- Film poster
- Written by: Chad Hayes Carey Hayes
- Directed by: Michael Lange
- Starring: Joseph Lawrence Matthew Lawrence Andrew Lawrence
- Theme music composer: Phil Marshall
- Country of origin: United States
- Original language: English

Production
- Producer: Diane Gutterud
- Cinematography: David Burr
- Editors: Benjamin Stokes Terry Stokes
- Running time: 90 minutes

Original release
- Network: Disney Channel
- Release: August 17, 2001

= Jumping Ship =

2001 American TV movie

Jumping Ship is a 2001 American adventure comedy-drama film and the sequel to the 1999 Disney Channel Original Movie, Horse Sense. It stars brothers Joseph, Matthew, and Andrew Lawrence. The film was directed by Michael Lange, and was shot in Australia.

==Plot==
Although Michael has become a more mature individual since the first film and shows more concern for others, he still feels that, by birthright, he deserves to start at the top of his father's law firm. Michael's father does offer him a position at the law firm: a clerking job, and explains that only after thorough knowledge of the firm, a law school graduation, and passing the state bar will he ever be considered for a partnership.
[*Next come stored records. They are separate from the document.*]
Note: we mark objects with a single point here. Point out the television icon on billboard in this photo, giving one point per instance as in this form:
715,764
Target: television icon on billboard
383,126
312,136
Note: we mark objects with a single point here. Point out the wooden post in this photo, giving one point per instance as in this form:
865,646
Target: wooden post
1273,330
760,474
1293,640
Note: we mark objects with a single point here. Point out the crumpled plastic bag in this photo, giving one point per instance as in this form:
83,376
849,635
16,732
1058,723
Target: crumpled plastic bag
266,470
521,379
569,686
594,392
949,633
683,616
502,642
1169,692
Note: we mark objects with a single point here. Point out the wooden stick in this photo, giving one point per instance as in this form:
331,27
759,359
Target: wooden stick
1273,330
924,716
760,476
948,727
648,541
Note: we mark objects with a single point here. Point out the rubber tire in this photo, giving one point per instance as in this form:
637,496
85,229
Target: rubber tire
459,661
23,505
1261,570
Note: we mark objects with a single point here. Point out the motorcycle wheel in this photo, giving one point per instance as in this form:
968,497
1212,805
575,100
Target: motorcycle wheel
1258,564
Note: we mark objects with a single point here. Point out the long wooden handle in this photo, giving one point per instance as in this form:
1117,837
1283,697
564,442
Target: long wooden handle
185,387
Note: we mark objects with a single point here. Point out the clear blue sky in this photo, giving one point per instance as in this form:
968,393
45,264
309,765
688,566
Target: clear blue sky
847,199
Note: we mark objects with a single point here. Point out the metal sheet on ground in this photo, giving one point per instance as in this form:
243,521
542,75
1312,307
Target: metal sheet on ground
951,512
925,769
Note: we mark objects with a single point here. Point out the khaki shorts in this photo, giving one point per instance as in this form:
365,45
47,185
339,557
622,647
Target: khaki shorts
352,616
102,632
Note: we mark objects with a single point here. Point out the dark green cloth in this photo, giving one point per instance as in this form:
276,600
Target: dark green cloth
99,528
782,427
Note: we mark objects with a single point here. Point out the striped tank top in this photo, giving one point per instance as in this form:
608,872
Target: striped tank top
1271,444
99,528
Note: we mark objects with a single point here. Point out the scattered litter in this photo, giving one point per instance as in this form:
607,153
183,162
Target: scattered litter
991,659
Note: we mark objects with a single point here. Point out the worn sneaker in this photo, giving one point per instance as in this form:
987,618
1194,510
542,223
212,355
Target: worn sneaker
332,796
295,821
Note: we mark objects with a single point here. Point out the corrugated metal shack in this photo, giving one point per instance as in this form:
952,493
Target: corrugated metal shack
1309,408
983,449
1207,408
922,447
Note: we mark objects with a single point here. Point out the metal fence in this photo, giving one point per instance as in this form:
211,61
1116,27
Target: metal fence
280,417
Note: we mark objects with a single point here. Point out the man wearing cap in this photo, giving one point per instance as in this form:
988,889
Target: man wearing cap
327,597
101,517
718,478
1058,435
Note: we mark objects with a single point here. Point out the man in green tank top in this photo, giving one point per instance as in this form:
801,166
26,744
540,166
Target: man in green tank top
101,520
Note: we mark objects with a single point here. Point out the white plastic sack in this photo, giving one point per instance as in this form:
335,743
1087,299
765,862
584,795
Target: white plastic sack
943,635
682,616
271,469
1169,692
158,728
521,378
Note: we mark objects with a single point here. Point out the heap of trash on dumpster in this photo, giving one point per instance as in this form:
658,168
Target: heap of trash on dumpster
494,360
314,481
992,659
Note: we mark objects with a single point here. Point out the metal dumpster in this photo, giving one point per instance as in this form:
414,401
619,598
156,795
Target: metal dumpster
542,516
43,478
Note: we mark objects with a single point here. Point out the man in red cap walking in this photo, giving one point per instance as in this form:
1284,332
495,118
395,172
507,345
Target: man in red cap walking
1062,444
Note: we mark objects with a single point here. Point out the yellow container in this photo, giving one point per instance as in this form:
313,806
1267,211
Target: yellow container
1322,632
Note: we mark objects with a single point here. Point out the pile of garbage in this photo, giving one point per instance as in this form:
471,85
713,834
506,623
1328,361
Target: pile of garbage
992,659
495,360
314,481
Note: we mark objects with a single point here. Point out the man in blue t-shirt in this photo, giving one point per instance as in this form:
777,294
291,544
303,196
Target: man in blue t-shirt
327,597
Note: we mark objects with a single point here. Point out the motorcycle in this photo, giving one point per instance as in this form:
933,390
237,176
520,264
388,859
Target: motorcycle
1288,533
Michael takes a summer vacation with Tommy to Australia. Michael has big plans to show his cousin Tommy a good time aboard a luxury yacht, until he discovers that the yacht he chartered is actually an old, rusty fishing boat. But when modern-day pirates chase the fishing boat, the boys are forced to jump ship, leaving them stranded on a desert island. The pirates are led by Frakes, who earlier had pick-pocketed Michael and discovered through his ID that he comes from a wealthy family. The pirates plan to kidnap Michael for a large ransom.

Meanwhile, Tommy and Michael struggle to find their way on the island to be met by the boat's captain, Jake Hunter, who scuttled the fishing boat to lose the pirates. He later admits he hated being a fishing boat captain and only stuck with it because it was his late-father's calling. After several days the pirates finally find the boys when Michael shoots a flare gun to get an airplane's attention. As they attempt to leave the island on their raft two of the pirates approach them. Michael and Jake swim away and leave Tommy who can't get his life jacket off behind, promising to rescue him later. Michael and Jake come up with a plan to get Tommy back.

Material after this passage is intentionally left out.